A CALL for the Government to rethink plans to axe direct payments to farmers has been backed by Westmorland and Lonsdale MP Tim Farron.

The National Farmers’ Union wants ministers to amend the Agriculture Bill which would see direct payments cut over a seven-year period.

Mr Farron, who is chairman of the All-Party Parliamentary Group on Hill Farming, joined the NFU in challenging the ‘agricultural transition’, which is due to begin in 2021 and end in 2027.

The Bill, which completed its ‘report stage’ in the House of Commons in November last year, has been on pause while the Government continues with efforts to pass the Prime Minister’s Brexit divorce deal.

Last week, the NFU’s Brexit director, Nick von Westenholz, said that the timeline for phasing out the payments might no longer be realistic given the Bill’s hold-up

Mr Farron said: “Direct payments are a lifeline for many farmers and removing them would be a body blow to the industry.

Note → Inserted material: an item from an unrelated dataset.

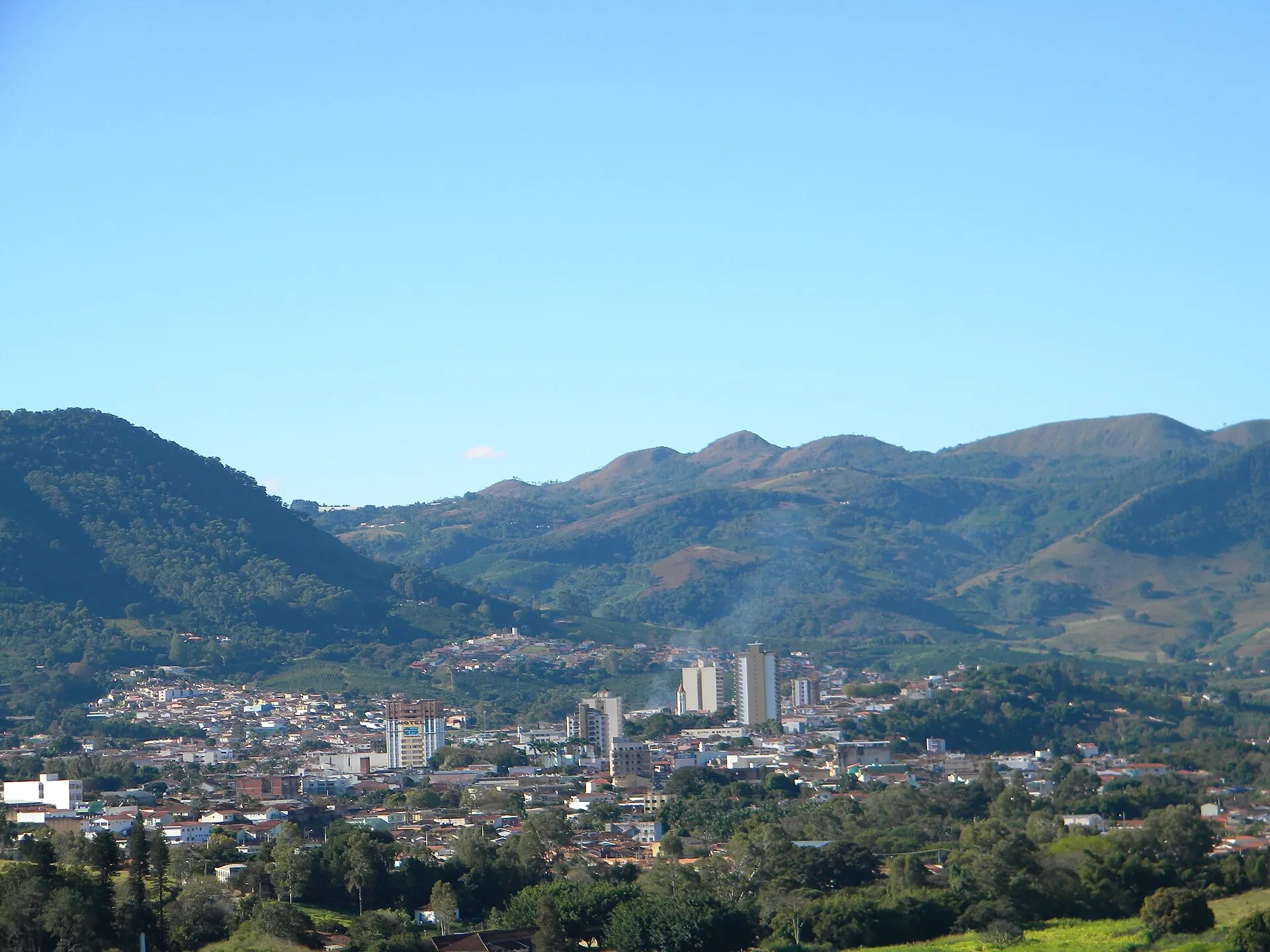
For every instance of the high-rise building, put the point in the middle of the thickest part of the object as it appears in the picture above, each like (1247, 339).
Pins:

“There’s already a huge amount of crippling uncertainty caused by the possibility of a no deal Brexit, but these plans look likely to lead to a slow attrition of family farming in places like Cumbria.

“It is absolutely right for the NFU to be calling for the Government to think again.”

The NFU has warned that, whatever the final outcome of Brexit, European Union regulations will make a difference to how UK farmers operate.

This will either be directly through a need for the UK to continue to follow or mirror rules, or indirectly, through the need to have market access for the country’s agri-food products in the rest of Europe. And of course, until the UK ceases to be a member, all rules and decisions – on pesticides, water quality, food safety standards or countless other areas – apply in full.